From: Alexander Terekhov on

"Eric P." wrote:
>
> Alexander Terekhov wrote:
> >
> > My reading of the specs is that MFENCE is guaranteed to provide
> > store-load barrier.
> >
> > P1: X = 1; R1 = Y;
> > P2: Y = 1; R2 = X;
> >
> > (R1, R2) = (0, 0) is allowed under pure PC, but
> >
> > P1: X = 1; MFENCE; R1 = Y;
> > P2: Y = 1; MFENCE; R2 = X;
> >
> > (R1, R2) = (0, 0) is NOT allowed.
>
> Are you sure you are not being inconsistent in example 2 here?
> (wrt what you answered yesterday about S/LFENCE).

PC implies both LFENCE and SFENCE ordering constraints. I don't
think that you've got invalidations stuff entirely accurate, but
the basic logic is correct.

>
> If MFENCE is just an SFENCE+LFENCE,

No.

SFENCE is store-store barrier and LFENCE is load-load barrier.

store-store + load-load != store-load.

MFENCE ensures that preceding writes are made globally visible
before subsequent reads are performed (store-load barrier)...
plus it imposes all other PC ordering constraints (load-load +
load-store + store-store).

regards,
alexander.
From: Alexander Terekhov on
Hey Mr. andy.glew(a)intel.com,

you better fix the specs, really. It's not funny anymore.

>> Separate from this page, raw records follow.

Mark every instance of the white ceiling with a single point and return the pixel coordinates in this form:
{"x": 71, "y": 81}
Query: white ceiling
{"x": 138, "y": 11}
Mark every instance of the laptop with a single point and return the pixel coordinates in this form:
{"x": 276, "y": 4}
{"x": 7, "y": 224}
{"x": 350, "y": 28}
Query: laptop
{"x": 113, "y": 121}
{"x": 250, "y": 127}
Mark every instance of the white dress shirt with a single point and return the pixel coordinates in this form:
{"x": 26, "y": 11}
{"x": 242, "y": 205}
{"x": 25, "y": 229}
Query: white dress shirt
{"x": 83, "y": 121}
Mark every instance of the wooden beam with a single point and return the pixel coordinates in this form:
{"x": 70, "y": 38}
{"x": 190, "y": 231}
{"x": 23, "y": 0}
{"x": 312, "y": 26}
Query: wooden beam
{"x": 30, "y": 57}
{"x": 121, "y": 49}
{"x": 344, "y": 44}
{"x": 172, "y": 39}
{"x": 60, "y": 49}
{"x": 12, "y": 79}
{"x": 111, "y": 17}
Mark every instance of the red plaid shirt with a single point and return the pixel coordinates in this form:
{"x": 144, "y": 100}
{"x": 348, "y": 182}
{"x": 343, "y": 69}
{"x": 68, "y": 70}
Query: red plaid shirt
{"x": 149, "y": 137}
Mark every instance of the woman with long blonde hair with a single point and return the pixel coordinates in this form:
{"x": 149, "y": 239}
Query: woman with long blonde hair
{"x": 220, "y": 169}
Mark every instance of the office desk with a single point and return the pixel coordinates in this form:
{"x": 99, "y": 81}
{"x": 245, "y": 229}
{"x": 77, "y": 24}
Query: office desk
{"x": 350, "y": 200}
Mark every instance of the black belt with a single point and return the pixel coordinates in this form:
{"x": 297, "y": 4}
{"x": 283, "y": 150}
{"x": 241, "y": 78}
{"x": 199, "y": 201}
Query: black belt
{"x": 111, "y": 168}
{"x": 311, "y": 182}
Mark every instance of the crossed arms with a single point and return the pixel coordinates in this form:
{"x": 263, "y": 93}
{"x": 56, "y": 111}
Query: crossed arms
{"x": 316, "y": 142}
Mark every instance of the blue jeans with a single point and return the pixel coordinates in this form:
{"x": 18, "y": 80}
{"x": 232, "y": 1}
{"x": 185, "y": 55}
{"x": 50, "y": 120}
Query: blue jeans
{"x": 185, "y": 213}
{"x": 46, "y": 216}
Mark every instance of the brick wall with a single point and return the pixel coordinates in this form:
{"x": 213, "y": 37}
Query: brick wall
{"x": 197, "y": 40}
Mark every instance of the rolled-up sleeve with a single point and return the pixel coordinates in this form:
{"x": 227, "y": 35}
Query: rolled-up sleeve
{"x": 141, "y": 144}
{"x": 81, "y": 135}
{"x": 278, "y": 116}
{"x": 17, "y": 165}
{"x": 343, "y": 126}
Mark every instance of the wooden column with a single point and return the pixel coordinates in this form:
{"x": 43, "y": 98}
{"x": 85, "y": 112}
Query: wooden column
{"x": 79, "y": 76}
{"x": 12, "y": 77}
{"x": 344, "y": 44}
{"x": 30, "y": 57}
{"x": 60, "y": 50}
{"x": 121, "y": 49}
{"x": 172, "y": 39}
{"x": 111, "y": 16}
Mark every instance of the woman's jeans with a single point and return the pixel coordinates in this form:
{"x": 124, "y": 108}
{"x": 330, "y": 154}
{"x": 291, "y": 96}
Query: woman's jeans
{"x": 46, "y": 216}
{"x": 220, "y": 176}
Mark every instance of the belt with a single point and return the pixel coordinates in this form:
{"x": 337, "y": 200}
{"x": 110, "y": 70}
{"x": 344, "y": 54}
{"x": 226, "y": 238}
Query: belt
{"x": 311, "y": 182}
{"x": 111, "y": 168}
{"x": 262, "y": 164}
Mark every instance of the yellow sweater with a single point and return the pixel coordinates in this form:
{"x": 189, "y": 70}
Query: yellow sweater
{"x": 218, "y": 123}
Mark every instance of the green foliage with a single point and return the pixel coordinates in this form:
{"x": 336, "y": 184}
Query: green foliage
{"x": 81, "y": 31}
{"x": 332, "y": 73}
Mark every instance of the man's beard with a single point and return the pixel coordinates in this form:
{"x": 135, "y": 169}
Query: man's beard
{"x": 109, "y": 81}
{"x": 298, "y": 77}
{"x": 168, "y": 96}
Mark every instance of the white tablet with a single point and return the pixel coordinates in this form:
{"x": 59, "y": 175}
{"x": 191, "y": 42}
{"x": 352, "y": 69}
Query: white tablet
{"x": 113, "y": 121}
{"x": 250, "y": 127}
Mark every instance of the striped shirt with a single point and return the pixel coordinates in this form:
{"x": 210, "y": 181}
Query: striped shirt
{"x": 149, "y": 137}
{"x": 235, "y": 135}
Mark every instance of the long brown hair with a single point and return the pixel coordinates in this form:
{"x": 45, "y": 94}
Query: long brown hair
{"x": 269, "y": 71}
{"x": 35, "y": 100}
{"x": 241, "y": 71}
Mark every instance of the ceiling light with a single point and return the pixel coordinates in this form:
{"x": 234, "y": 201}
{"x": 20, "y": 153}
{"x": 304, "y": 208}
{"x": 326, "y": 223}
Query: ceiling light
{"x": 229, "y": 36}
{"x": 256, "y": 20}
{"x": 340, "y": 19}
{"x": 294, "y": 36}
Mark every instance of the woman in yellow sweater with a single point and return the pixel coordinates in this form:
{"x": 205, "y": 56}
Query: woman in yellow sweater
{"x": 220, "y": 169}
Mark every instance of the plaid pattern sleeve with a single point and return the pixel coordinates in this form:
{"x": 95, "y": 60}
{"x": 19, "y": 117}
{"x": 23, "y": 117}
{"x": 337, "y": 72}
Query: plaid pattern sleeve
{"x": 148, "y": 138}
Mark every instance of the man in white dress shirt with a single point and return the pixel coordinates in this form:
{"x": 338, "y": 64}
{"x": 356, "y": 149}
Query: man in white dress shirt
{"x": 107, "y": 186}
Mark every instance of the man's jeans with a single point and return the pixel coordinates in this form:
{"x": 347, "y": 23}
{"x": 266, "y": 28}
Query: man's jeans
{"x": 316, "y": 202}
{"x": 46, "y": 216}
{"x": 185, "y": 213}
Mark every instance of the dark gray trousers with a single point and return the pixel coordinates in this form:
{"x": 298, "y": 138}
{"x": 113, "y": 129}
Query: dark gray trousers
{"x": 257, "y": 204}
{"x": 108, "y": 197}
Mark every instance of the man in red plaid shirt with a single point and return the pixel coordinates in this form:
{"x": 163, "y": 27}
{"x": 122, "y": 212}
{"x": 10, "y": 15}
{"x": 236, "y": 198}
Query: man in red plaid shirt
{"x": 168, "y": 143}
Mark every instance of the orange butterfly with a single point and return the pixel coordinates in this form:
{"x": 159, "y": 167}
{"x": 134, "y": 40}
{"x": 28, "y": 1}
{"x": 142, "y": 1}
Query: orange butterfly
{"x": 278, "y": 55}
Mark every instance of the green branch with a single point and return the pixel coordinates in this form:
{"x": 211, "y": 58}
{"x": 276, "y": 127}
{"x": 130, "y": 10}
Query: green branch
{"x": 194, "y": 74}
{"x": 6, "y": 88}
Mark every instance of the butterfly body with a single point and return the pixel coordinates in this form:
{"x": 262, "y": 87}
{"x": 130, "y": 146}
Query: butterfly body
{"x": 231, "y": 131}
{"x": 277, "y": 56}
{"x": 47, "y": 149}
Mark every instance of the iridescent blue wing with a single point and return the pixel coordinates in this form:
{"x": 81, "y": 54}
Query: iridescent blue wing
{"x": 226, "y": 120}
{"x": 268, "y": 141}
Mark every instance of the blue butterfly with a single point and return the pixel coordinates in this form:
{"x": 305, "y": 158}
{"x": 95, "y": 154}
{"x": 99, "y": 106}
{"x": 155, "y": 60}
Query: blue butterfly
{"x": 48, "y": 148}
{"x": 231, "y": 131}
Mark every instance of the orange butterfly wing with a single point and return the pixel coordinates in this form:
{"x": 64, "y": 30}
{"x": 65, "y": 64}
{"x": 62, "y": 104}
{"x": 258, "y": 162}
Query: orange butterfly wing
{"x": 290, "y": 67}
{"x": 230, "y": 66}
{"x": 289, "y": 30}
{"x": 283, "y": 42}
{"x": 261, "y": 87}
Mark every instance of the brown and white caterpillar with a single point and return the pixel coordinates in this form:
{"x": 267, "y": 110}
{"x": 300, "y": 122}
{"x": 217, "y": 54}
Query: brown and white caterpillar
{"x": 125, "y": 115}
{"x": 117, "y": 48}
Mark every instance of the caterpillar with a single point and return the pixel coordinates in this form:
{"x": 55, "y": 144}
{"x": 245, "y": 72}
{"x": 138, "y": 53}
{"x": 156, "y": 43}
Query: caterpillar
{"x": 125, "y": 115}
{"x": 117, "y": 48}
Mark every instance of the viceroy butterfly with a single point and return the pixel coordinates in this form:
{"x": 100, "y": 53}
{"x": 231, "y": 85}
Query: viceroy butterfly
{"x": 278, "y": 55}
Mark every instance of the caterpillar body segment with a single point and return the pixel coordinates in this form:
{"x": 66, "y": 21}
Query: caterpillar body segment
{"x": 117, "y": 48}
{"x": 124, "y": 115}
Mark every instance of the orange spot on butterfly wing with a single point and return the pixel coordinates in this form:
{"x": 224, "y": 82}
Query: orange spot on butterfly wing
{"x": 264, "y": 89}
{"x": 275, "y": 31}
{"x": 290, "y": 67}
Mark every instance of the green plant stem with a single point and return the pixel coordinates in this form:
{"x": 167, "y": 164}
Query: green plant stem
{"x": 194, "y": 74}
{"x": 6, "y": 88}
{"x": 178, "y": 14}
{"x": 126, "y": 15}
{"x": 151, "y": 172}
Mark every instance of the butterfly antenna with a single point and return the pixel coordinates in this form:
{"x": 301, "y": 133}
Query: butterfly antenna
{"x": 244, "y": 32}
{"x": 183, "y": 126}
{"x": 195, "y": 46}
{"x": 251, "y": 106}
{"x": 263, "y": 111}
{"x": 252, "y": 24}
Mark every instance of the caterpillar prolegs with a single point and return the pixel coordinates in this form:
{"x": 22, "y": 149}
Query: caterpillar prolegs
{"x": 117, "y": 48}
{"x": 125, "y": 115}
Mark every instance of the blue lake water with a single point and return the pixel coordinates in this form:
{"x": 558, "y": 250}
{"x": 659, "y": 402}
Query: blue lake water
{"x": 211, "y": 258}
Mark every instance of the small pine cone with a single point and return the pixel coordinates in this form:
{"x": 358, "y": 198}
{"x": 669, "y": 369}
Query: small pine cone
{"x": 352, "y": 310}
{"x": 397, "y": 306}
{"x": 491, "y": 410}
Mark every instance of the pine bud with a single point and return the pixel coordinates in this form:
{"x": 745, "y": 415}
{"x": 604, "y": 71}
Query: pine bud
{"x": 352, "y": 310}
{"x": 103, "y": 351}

http://msdn.microsoft.com/msdnmag/issues/05/10/MemoryModels/default.aspx

"When multiprocessor systems based on the x86 architecture were being
designed, the designers needed a memory model that would make most
programs just work, while still allowing the hardware to be reasonably
efficient. The resulting specification requires writes from a
single processor to remain in order with respect to other writes, but
does not constrain reads at all.

Unfortunately, a guarantee about write order means nothing if reads
are unconstrained. After all, it does not matter that A is written
before B if every reader reading B followed by A has reads reordered
so that the pre-update value of B and the post-update value of A is
seen. The end result is the same: write order seems reversed. Thus,
as specified, the x86 model does not provide any stronger guarantees
than the ECMA model.

It is my belief, however, that the x86 processor actually implements
a slightly different memory model than is documented. While this model
has never failed to correctly predict behavior in my experiments, and
it is consistent with what is publicly known about how the hardware
works, it is not in the official specification. New processors might
break it."

regards,
alexander.
From: Joe Seigh on
Alexander Terekhov wrote:
> Hey Mr. andy.glew(a)intel.com,
>
> you better fix the specs, really. It's not funny anymore.
>
> http://msdn.microsoft.com/msdnmag/issues/05/10/MemoryModels/default.aspx
>
It's pretty clear from Andy's comments and from the technical documentation
that Intel's technical writers aren't entirely sure who their audience
actually is and mix up the specification, which is of interest to programmers,
and the implementation, which is of interest to engineers. Andy's last
comment, which appeared to me to be about implementation, certainly didn't
help.

It also doesn't help that Intel has a tradition of not architecting multi-processing
support and do it on the fly as Intel adds in multi-processing support, in clear
contrast to how other companies have documented multi-processing support in their
architectures. You had companies building Intel based multi-processors before Intel
even supported multi-processing, which meant the memory model they implemented may
or may not have matched what Intel later documented as the official memory model.
This is apparently now a tradition and there's a comment to this effect in the Intel
documentation.

"Also, software should not depend on processor ordering in situations where
the system hardware does not support this memory-ordering model."


--
Joe Seigh

When you get lemons, you make lemonade.
When you get hardware, you make software.